As for Scott, he's playing somewhat against type — the real John Ellis was frail, where former football player Scott is decidedly not. But Scott has an edge other actors wouldn't have.
"Barry knew John," says Reyland. "Barry has the heart for all this."
"I've played homeless guys before," says Scott, most memorably in Kevin Shaw's award-winning 2002 short film "Jeremiah Strong." "Johnny was such a sweet person, and I want to embody the spirit of that sweetness. But what really amazes me is how the theater community has come together for this. It speaks not just to the importance of the issue, but to who we are in response to it."
Meanwhile, director Compton focuses on shepherding a good piece of theater and being respectful of the fact that it's a true story. "I want to make sure that the emotional investment the audience has continues," he says. "We don't want a documentary on stage. We want to raise their awareness and empathy without them realizing what we are doing."
"What I've tried to do with the works in this trilogy," says Reyland, "is present the audience with the same theatrical experience they'd get anytime — laughing, crying, edge of their seat. But woven into that is this educational moment or artistic connection I'm trying to make. Hopefully it seeps in nicely without hitting them over the head."
During Stand's historic run through Nov. 10, the play's modest setpieces, representing different locations — in church, a hospital bed, the front seat of a car, etc. — will make the rounds from venue to venue inside a van. (A full schedule of venues and performances can be found in the sidebar accompanying this story.) In this way, the production means to travel as lightly as the late John Ellis, and to bring his spirit to countless others.
When asked to describe the problem of homelessness, the only term Father Strobel seizes upon that's broad enough to contain its complexities is "baffling." Jim Reyland is no less baffled by what led him to offer his help to Room in the Inn, or to strike up those first conversations with John Ellis. Or what kept him from walking away.

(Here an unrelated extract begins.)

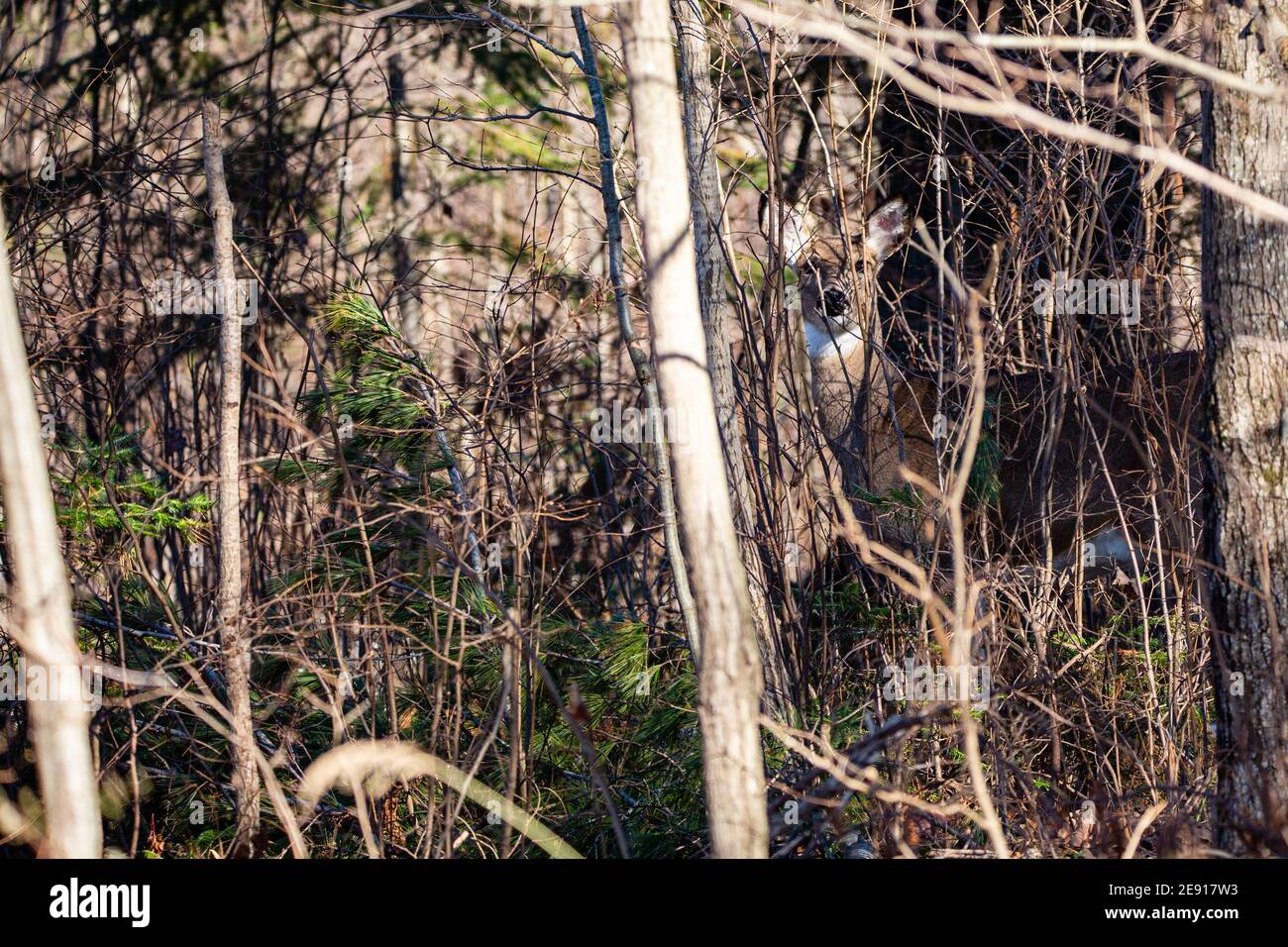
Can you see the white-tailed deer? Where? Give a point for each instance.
(1087, 464)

"I'm not sure why I started working with Charlie and the homeless," Reyland says. "I've been asked why I spend time with people who are at the end of their lives instead of with people who are at the beginning of their lives.

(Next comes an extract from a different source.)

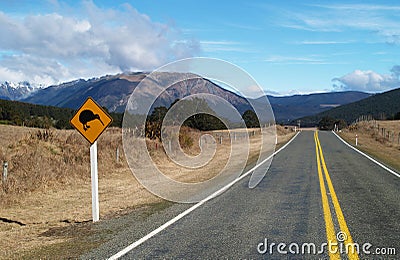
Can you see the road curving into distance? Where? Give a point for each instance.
(319, 199)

"Are people like John Ellis guilty of making bad choices? Yes, but maybe he was affected by people who made bad choices before him. Choices were made for him before he knew what choosing was.
"I just felt that these were the folks at the very bottom of the rung, and it seemed like they needed the most help. Call it grace, call it warm and fuzzy — it's a very powerful thing that happens emotionally, with the possibility that you can make a difference. I call it the best-kept secret, because if everybody knew that you could just do that and have that feeling, they would all be out there doing it right now. You can't buy it in a bottle, you can't cook it on a stove, you can't order it on the Internet.
"With John, it was a continuous opportunity for that, and so, yes, it was frustrating and I lost a lot of sleep and money and time, but in the right situation I'd do it again. We need more people coming from the outside offering encouragement and strength. We gotta have a bigger army.
"The Bible says, 'We'll always have the poor.' The question is, how many?"